On June 5th Bright Eyes played the Fillmore Auditorium in Denver for what many fans thought would be their last Colorado appearance. In a Rolling Stone interview front-man Conor Oberst stated “It does feel like it needs to stop at some point. I’d like to clean it up, lock the door, say goodbye,” leading the music community to believe the band would call it quits following the tour for 2011’s The Peoples Key. Within a few weeks they had announced a second Colorado date, this time at the Boulder Theater, and Oberst, when asked about the quote, said the group had no immediate plans to disband.

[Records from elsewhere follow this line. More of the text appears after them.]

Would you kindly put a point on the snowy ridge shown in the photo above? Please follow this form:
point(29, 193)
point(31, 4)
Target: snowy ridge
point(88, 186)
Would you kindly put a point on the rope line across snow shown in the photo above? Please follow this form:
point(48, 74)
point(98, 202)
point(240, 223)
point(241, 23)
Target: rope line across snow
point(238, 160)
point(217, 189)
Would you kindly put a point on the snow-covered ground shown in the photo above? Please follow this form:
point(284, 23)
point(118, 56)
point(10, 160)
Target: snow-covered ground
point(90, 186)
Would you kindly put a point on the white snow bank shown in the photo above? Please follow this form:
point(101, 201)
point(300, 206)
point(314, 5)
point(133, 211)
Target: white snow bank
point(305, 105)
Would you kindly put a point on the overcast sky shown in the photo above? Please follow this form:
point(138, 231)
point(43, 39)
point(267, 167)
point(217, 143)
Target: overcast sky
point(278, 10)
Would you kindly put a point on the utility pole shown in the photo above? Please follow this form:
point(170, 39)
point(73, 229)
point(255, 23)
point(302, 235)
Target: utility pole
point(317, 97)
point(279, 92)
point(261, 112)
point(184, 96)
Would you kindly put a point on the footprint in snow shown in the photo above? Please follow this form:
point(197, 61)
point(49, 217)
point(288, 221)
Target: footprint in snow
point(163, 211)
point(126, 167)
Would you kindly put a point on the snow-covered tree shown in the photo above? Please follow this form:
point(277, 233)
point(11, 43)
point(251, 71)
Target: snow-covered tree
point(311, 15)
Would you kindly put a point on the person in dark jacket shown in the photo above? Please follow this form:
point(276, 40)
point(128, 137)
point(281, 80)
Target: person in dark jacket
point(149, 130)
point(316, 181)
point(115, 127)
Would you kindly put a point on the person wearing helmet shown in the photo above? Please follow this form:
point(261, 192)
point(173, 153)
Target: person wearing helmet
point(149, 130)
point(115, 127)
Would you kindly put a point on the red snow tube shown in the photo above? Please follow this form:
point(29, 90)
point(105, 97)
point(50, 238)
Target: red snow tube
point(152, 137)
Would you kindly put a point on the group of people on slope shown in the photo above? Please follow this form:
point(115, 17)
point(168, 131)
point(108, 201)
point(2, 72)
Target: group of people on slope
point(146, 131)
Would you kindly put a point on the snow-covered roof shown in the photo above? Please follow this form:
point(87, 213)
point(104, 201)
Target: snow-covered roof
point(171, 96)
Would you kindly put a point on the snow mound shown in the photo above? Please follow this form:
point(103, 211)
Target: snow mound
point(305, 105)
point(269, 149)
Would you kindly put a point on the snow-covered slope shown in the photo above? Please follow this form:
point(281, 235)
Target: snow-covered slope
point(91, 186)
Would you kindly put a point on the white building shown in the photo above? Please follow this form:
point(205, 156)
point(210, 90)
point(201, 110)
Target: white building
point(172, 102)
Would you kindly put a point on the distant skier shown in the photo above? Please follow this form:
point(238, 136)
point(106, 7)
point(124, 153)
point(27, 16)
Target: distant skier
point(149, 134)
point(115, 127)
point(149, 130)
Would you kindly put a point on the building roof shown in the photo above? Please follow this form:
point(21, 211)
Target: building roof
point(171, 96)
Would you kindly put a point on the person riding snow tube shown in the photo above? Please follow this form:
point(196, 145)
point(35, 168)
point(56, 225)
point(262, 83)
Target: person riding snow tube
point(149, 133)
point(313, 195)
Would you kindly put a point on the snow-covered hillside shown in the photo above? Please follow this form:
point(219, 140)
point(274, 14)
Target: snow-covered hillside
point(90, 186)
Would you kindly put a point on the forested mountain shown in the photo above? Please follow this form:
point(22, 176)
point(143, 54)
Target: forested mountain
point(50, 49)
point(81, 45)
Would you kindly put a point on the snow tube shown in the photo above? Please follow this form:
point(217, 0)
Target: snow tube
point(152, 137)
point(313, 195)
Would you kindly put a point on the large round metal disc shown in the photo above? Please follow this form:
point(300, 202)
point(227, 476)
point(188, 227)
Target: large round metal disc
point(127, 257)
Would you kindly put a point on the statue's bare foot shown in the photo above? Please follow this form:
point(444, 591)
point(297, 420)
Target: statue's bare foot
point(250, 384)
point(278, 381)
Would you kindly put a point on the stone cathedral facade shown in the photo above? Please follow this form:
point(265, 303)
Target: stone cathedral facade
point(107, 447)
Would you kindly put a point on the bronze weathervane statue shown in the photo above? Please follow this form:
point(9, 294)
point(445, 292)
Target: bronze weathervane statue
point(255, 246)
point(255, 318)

Tuesday night the band was welcomed back to CO with open arms. There was no “Firewall” (with accompanying spoken word intro) opener as there was in Denver. The first track from the new record sat this show out entirely, though there was a healthy helping of the new tunes including “Jejune Stars,” “Ladder Song,” “Shell Games” and “One for You, One for Me.”
Opening with “Old Soul Song (For the New World Order)” and “Another Travelin’ Song,” both from I’m Wide Awake, It’s Morning, they locked in the audience for the evening, followed by a sure-shot, high energy “Four Winds” for good measure.
Everyone from the teenage girls (who occupied the bulk of the front row real estate) to the thirty somethings and beyond got their wish-lists fulfilled. “Lover I Don’t Have to Love,” “Bowl of Oranges,” “Gold Mine Gutted,” “Cartoon Blues” and “Landlocked Blues” came together to rep the bulk of their catalog.
Oberst was joined on vocals by the lovely and talented Laura Burhenn for a cover of Gillian Welch’s “Wrecking Ball” against a beautiful back drop of acoustic guitar, keys and pedal steel. “This one goes out to any vagabonds in the audience,” said Oberst as Nate Walcott pulled out the trumpet for “We Are Nowhere and It’s Now.”
Although the band requested two security guards at both corners of the stage to fend off potential stage crashing groupies, Oberst spent plenty of time giving love to the audience in the form of hugs, handshakes and a crowd surfing foray during the encore. His humorous, long winded band intro romantically praised his comrades and showed how truly grateful he was to be up on stage doing his thing.
Bright Eyes are at their peak, both in terms of songwriting, production and passion in their live shows. Whether Oberst is alone on stage under a spotlight singing “First Day of My Life,” or joined by his band mates (and members of the opening band, Conduits) in a full on throwdown of “Road to Joy” in all it’s drum-thumping rhythmic glory, their shit was tight. It would almost be a sin to see them hang things up at this point in their career.